# Just have to vent



## proudwidaddy (Dec 26, 2011)

So it's been 5 months since I've last had the touch of a woman (yeah I know, it's nothing compared to others). I hate not knowing when I will be intimate with another woman again, I hate the fact that I'm such a touchy feely kind of person. I loved the cuddling, kissing, hugging, holding hands, the passion of making love, the physical pure raw sex....I miss all of this.

My stbxw wife is not missing this, as she has another man in her life now. AGH!!!!!!!!!!

Sorry just had to vent.


----------



## proudwidaddy (Dec 26, 2011)

To follow up, it's not necessarily the sex I'm missing (although I am) it's the being wanted by another person that I really miss.
_Posted via Mobile Device_


----------



## Kearson (Jan 18, 2012)

I TOTALLY get what you are saying. I haven't had any since February and it has been years since it was any kind of passionate. I'm looking at another 2 years AT LEAST before I will have the chance to feel the touch of a man again, and knowing that is driving me six ways of insane 

I'm sorry you are going through this, but I'm sure that eventually you will find someone who appreciates your sentiments toward physical connection


----------



## Lifescript (Mar 12, 2012)

Proud, I find myself in a similar situation. I miss her sleeping next to me. Waking up next to her. It's tough. Lately, I've been thinking a lot about us and our intimate moments. It's not a good feeling since you know most likely those moments will never happen again or when you think that someone else had moments like that with your STBXW or is having them now. Anyways, my advice is to keep working on yourself and you will stop feeling like that once you get over her.


----------



## yellowsubmarine (Feb 3, 2012)

I used to fall right asleep when he was next to me. That has not happened in the last year and a half. I no longer sleep the way I used to.

I have had those moments where I missed cuddling up to someone to watch tv, or just drop my legs on his lap. He would always sit, and I would always get more comfortable on the couch. I miss those moments.

But I must be strong.... and starting thinking about something else. Cannot let this drag me down!


----------



## coachman (Jan 31, 2012)

Well let me give you another point of view.

STBXW and I sleep in the same bed every night. Wake up to her every morning. See her naked everyday.

Haven't been intimate (and won't be) for about 8 months. 

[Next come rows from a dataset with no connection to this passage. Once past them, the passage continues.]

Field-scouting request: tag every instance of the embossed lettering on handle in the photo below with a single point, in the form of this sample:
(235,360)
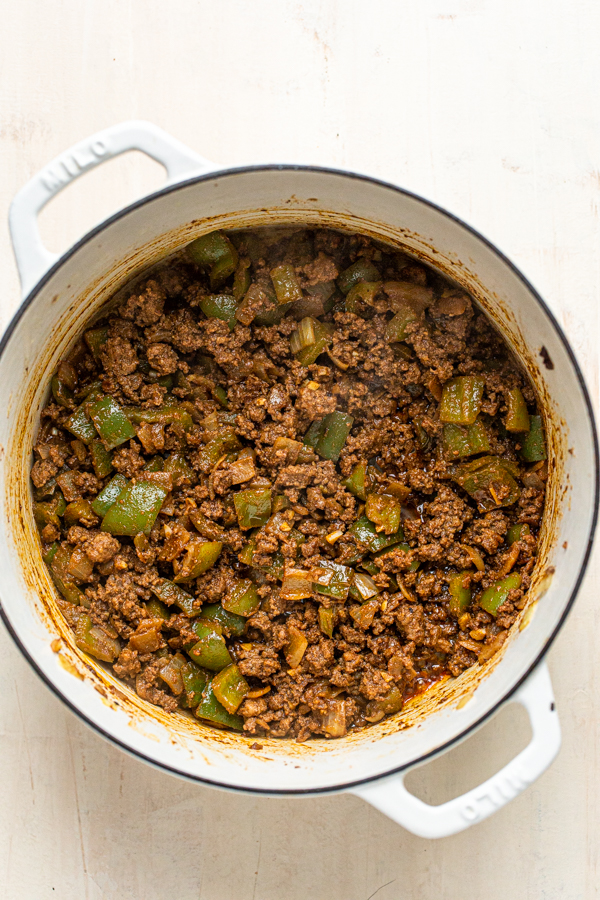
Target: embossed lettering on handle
(72,164)
(33,259)
(391,797)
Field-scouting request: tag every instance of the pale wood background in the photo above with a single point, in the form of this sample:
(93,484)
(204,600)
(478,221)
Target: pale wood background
(491,109)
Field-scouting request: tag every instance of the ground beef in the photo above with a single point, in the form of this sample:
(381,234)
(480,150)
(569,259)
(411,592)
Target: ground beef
(350,553)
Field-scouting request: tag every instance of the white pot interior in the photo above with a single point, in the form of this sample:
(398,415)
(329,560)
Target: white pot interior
(77,289)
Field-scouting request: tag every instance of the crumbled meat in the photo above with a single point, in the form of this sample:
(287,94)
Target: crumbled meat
(219,412)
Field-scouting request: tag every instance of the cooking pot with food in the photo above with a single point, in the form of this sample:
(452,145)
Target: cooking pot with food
(62,294)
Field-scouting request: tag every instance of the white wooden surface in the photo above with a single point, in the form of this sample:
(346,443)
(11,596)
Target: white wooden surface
(489,108)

Just because you have them in your bed doesn't bring the connection back. Yes we have cuddled and watch tv together nightly and it's great to have the company of your best friend...but it's still the person who is quitting the marriage, had an affair and whom I don't trust a word she says. 

Still, it's nice to know she is there even if it won't last much longer.

It would sure be easier for the healing process if she's wasn't there, but I'm still enjoying the last few moments we have.


----------